“There’s a reason that this genre film never worked. It must be ethnic to the core—you must smell the spaghetti. That’s what brought the magic to the novel—it was written by an Italian.”
With those words former studio head and all-around colorful character Robert Evans explained how director Francis Ford Coppola came to helm The Godfather. Spaghetti, as Evans foresaw, played an important role in the film, as the scene where Clemenza makes sauce remains a classic. It’s also such an essential part of American dining that our nation celebrates National Spaghetti Day, a fact that thankfully allows us to forget that January is National Oatmeal Month.
If you want to smell the spaghetti some more, open up Simone Cinotto‘s release The Italian American Table, a popular UIP dish (“It’s the best in the city”) that follows the winding yet delicious strand of angel hair that linked food and family. Cinotto does nothing less than recreate the bustling world of Italian life in New York City. Along the way he demonstrates how food was at the center of the lives of immigrants and their children, shows how these people created a food culture most of us cannot live without, and ponders the parts played by food production, preparation, and consumption in immigrant communities.
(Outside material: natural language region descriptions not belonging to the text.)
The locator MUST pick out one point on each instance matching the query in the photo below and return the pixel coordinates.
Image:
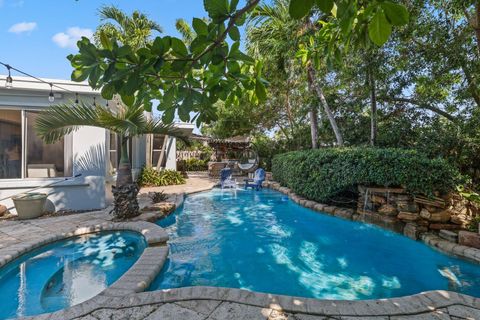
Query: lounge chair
(257, 180)
(226, 180)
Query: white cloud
(23, 27)
(69, 38)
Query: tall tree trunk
(472, 83)
(477, 24)
(124, 172)
(317, 89)
(314, 125)
(149, 145)
(373, 106)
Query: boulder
(388, 210)
(424, 213)
(469, 239)
(407, 216)
(3, 210)
(441, 216)
(378, 199)
(460, 219)
(413, 231)
(407, 206)
(448, 235)
(422, 222)
(446, 226)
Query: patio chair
(256, 182)
(226, 180)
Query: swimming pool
(67, 272)
(262, 241)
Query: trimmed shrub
(193, 164)
(323, 174)
(150, 177)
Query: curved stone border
(134, 280)
(468, 253)
(422, 304)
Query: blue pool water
(66, 272)
(262, 241)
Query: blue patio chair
(226, 180)
(257, 180)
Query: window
(24, 155)
(43, 160)
(158, 146)
(10, 144)
(113, 152)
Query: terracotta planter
(30, 205)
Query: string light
(9, 80)
(51, 96)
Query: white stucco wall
(88, 150)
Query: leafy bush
(150, 177)
(324, 173)
(193, 164)
(158, 197)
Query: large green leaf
(396, 13)
(260, 90)
(80, 75)
(200, 27)
(168, 115)
(300, 8)
(128, 100)
(379, 29)
(158, 47)
(218, 10)
(179, 47)
(107, 91)
(324, 5)
(234, 34)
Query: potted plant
(30, 205)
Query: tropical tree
(190, 78)
(276, 35)
(127, 122)
(134, 30)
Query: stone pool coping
(125, 296)
(431, 239)
(136, 279)
(238, 303)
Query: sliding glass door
(24, 155)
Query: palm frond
(185, 30)
(115, 14)
(57, 121)
(156, 126)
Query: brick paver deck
(124, 299)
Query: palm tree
(57, 121)
(273, 34)
(134, 30)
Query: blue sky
(37, 35)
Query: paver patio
(220, 303)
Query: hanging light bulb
(9, 80)
(51, 96)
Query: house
(26, 162)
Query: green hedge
(150, 177)
(324, 173)
(193, 164)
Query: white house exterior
(26, 162)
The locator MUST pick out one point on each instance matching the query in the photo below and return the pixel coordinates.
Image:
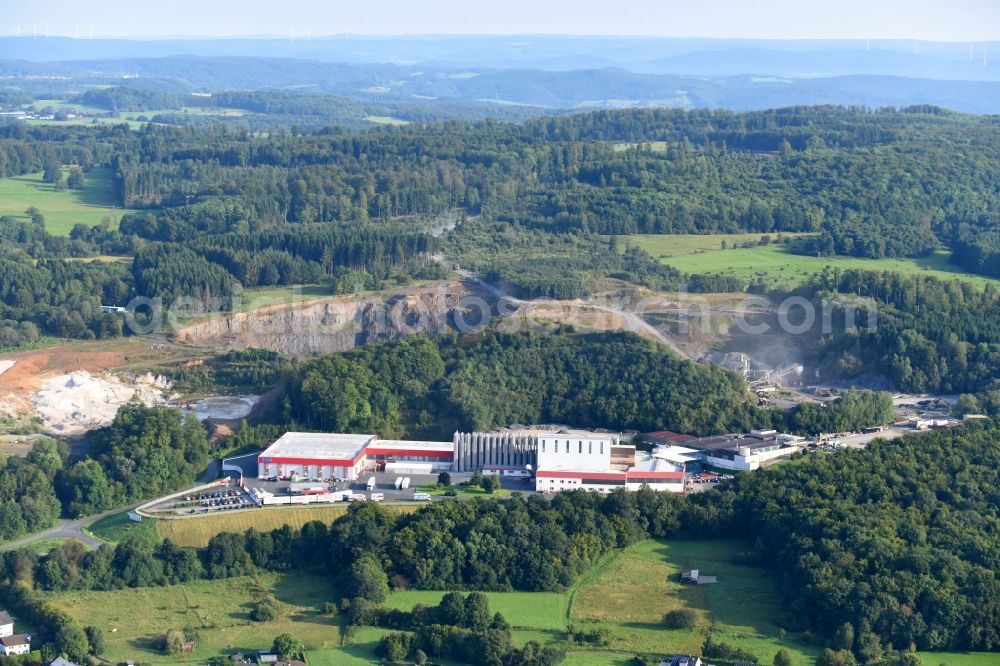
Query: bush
(264, 610)
(680, 618)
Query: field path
(66, 529)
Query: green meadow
(776, 263)
(625, 595)
(62, 208)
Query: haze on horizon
(928, 20)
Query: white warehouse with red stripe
(558, 461)
(600, 463)
(329, 456)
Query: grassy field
(62, 208)
(629, 595)
(655, 146)
(775, 263)
(959, 658)
(462, 491)
(43, 546)
(259, 297)
(115, 527)
(133, 619)
(386, 120)
(530, 610)
(626, 594)
(195, 532)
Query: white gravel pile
(79, 401)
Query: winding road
(74, 529)
(64, 529)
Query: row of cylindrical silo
(475, 450)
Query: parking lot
(213, 500)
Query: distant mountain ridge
(715, 57)
(545, 91)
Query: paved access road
(67, 529)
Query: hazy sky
(943, 20)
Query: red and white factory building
(330, 456)
(601, 463)
(557, 461)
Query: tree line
(881, 550)
(145, 452)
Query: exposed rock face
(337, 323)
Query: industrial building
(330, 456)
(738, 452)
(601, 463)
(557, 461)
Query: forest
(924, 334)
(220, 206)
(889, 548)
(144, 453)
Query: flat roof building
(740, 452)
(330, 456)
(15, 644)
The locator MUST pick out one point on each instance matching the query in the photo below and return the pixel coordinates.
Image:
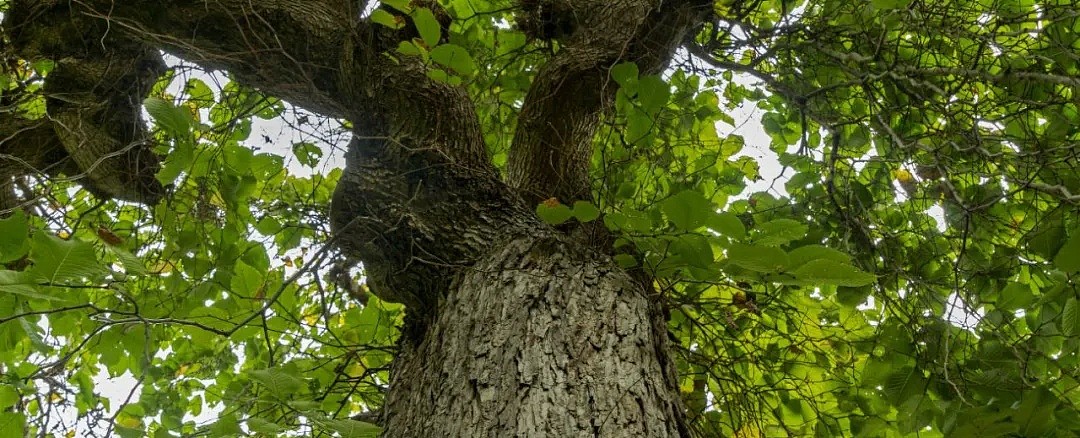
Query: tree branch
(552, 148)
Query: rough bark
(539, 338)
(515, 329)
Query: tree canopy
(913, 270)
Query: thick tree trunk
(514, 328)
(539, 339)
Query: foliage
(916, 273)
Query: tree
(552, 233)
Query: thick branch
(553, 142)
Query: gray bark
(515, 329)
(539, 338)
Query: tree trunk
(514, 328)
(539, 339)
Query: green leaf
(652, 92)
(174, 120)
(455, 57)
(585, 211)
(688, 209)
(58, 261)
(226, 426)
(428, 26)
(806, 254)
(1015, 296)
(14, 236)
(262, 426)
(779, 232)
(132, 263)
(764, 259)
(728, 224)
(246, 281)
(1068, 257)
(307, 153)
(624, 74)
(12, 425)
(351, 428)
(832, 272)
(386, 18)
(1070, 317)
(281, 383)
(403, 5)
(554, 214)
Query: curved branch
(552, 149)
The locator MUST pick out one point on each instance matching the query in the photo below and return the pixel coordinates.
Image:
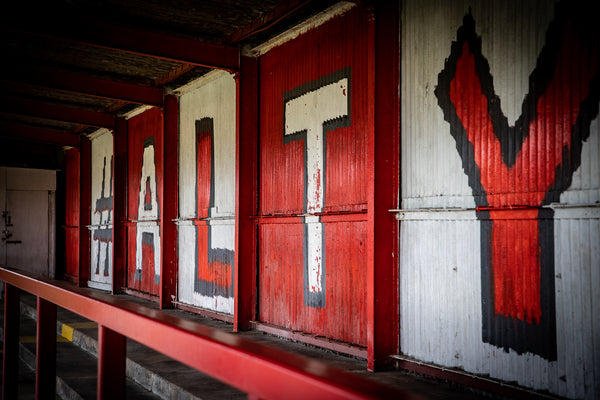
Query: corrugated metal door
(72, 214)
(102, 212)
(206, 226)
(500, 229)
(314, 113)
(145, 182)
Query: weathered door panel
(206, 227)
(314, 119)
(101, 267)
(145, 182)
(72, 213)
(500, 188)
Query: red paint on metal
(140, 128)
(314, 340)
(282, 278)
(40, 109)
(384, 185)
(120, 239)
(212, 271)
(10, 355)
(517, 290)
(72, 213)
(168, 276)
(203, 173)
(250, 366)
(342, 45)
(246, 188)
(112, 349)
(85, 210)
(45, 350)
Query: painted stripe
(33, 339)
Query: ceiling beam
(266, 21)
(30, 133)
(139, 42)
(74, 83)
(34, 108)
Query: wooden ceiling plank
(39, 109)
(74, 83)
(140, 42)
(29, 133)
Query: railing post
(111, 364)
(10, 375)
(45, 361)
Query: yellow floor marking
(67, 329)
(27, 339)
(83, 325)
(32, 339)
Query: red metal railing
(258, 370)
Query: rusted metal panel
(313, 135)
(72, 213)
(207, 193)
(102, 218)
(145, 183)
(500, 121)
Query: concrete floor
(152, 375)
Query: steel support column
(168, 275)
(384, 153)
(246, 194)
(45, 361)
(112, 348)
(120, 205)
(85, 210)
(10, 362)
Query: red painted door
(314, 119)
(72, 214)
(145, 183)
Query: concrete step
(76, 376)
(152, 371)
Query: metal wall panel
(314, 121)
(145, 180)
(101, 267)
(206, 225)
(499, 122)
(72, 212)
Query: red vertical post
(168, 275)
(384, 152)
(85, 210)
(112, 348)
(120, 151)
(45, 361)
(10, 361)
(246, 196)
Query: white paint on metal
(307, 114)
(300, 29)
(213, 97)
(101, 266)
(440, 260)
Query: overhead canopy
(71, 66)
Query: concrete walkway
(152, 375)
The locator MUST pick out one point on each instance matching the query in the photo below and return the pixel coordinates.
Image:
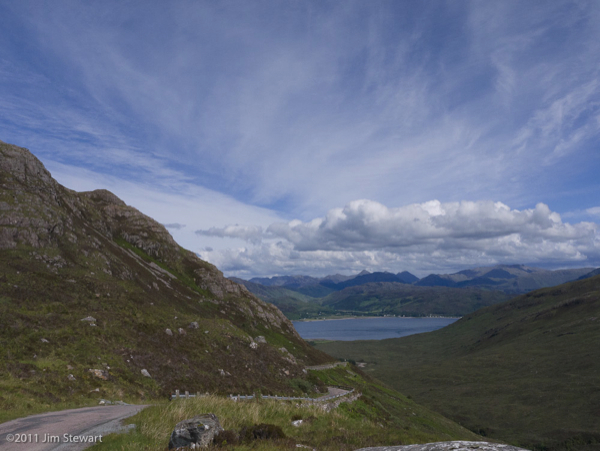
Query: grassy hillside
(526, 371)
(89, 283)
(292, 303)
(379, 417)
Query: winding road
(66, 430)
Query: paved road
(64, 430)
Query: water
(368, 328)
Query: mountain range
(93, 292)
(403, 294)
(525, 371)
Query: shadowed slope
(526, 371)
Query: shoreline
(372, 317)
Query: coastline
(371, 317)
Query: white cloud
(595, 211)
(252, 234)
(417, 237)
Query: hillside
(89, 283)
(384, 293)
(293, 304)
(98, 301)
(525, 371)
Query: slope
(293, 304)
(525, 371)
(400, 299)
(92, 292)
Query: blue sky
(315, 137)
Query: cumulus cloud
(425, 237)
(595, 211)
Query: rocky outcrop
(92, 260)
(197, 432)
(448, 446)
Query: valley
(525, 371)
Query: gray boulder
(447, 446)
(197, 432)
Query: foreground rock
(197, 432)
(448, 446)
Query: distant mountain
(406, 277)
(361, 279)
(87, 281)
(593, 273)
(289, 281)
(380, 293)
(293, 304)
(524, 371)
(512, 279)
(394, 298)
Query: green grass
(380, 416)
(526, 371)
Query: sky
(280, 137)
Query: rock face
(197, 432)
(87, 256)
(447, 446)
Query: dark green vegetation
(511, 279)
(380, 416)
(92, 293)
(401, 299)
(67, 256)
(293, 304)
(526, 371)
(402, 294)
(378, 299)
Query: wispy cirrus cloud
(290, 110)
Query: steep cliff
(89, 283)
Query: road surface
(66, 430)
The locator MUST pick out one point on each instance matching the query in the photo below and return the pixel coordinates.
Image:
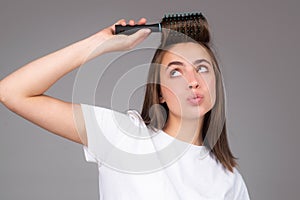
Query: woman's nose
(193, 84)
(192, 79)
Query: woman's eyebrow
(179, 63)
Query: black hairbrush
(185, 23)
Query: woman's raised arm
(23, 91)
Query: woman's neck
(187, 130)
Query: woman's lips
(195, 100)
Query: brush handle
(128, 29)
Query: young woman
(176, 149)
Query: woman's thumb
(139, 36)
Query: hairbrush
(187, 23)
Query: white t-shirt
(135, 162)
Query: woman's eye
(202, 69)
(175, 73)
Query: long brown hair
(155, 114)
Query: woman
(176, 149)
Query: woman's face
(187, 81)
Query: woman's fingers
(142, 21)
(132, 22)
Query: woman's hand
(109, 42)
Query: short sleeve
(107, 131)
(240, 191)
(91, 126)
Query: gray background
(258, 46)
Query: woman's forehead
(188, 52)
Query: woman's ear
(161, 99)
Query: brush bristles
(185, 26)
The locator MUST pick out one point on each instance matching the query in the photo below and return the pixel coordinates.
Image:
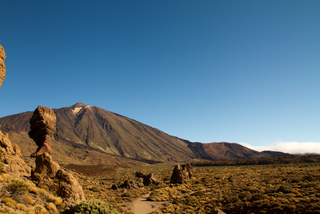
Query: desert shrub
(230, 178)
(94, 206)
(285, 189)
(33, 190)
(198, 193)
(231, 197)
(56, 200)
(9, 202)
(28, 200)
(51, 207)
(95, 189)
(21, 207)
(127, 195)
(154, 196)
(18, 185)
(218, 177)
(38, 209)
(6, 177)
(191, 200)
(308, 178)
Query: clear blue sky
(206, 71)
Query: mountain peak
(79, 105)
(76, 108)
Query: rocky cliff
(2, 66)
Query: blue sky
(206, 71)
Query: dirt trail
(142, 206)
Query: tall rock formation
(2, 66)
(43, 129)
(49, 174)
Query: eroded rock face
(181, 174)
(2, 66)
(49, 174)
(43, 129)
(148, 179)
(10, 155)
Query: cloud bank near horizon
(289, 147)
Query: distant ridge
(91, 135)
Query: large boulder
(148, 179)
(2, 66)
(10, 155)
(48, 173)
(43, 129)
(181, 174)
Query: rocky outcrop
(49, 174)
(181, 174)
(43, 129)
(10, 155)
(148, 179)
(2, 66)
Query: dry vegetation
(273, 188)
(22, 196)
(270, 188)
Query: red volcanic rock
(43, 129)
(2, 66)
(181, 174)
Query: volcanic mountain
(91, 135)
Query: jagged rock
(10, 155)
(181, 173)
(147, 179)
(2, 66)
(49, 174)
(43, 129)
(132, 184)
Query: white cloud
(289, 147)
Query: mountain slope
(89, 134)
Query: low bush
(94, 206)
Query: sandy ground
(142, 206)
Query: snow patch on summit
(76, 110)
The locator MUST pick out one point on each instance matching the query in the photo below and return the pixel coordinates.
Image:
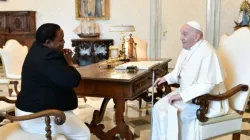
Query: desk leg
(119, 118)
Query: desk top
(95, 72)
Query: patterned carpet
(137, 119)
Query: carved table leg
(119, 118)
(94, 126)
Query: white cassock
(199, 73)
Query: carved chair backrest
(234, 52)
(13, 55)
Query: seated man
(198, 72)
(48, 79)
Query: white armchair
(234, 53)
(13, 131)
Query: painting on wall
(92, 9)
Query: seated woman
(48, 79)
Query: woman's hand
(67, 53)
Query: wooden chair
(13, 131)
(233, 50)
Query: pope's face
(188, 36)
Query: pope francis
(198, 71)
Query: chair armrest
(3, 98)
(15, 83)
(59, 116)
(203, 100)
(174, 85)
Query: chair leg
(236, 136)
(140, 100)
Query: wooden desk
(118, 85)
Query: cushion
(223, 125)
(6, 107)
(13, 131)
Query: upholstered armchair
(234, 52)
(13, 55)
(13, 131)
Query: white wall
(62, 12)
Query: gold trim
(107, 11)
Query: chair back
(13, 55)
(234, 52)
(141, 47)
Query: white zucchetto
(194, 24)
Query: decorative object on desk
(132, 69)
(87, 29)
(113, 52)
(92, 9)
(141, 65)
(122, 29)
(91, 50)
(131, 47)
(244, 16)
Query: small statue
(244, 17)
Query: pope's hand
(174, 98)
(159, 81)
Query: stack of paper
(141, 65)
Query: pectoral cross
(179, 77)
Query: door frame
(212, 25)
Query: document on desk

Let’s be honest. You’re probably ready to boil you up a pot of spaghetti right now or maybe order some via takeout. Good idea! Once you finish Cinotto’s book, why not add to your ethnic week by holding a film festival informed by two more of our books? Jeff Menne penned Francis Ford Coppola, exploring how Sofia’s dad attempted a new way of filmmaking, while Hollywood’s Italian American Filmmakers gives film scholar Jonathan J. Cavallero room to examine how Coppola, Martin Scorsese, Quentin Tarentino, and other filmic pezzonovantes related to their ethnicity in their works.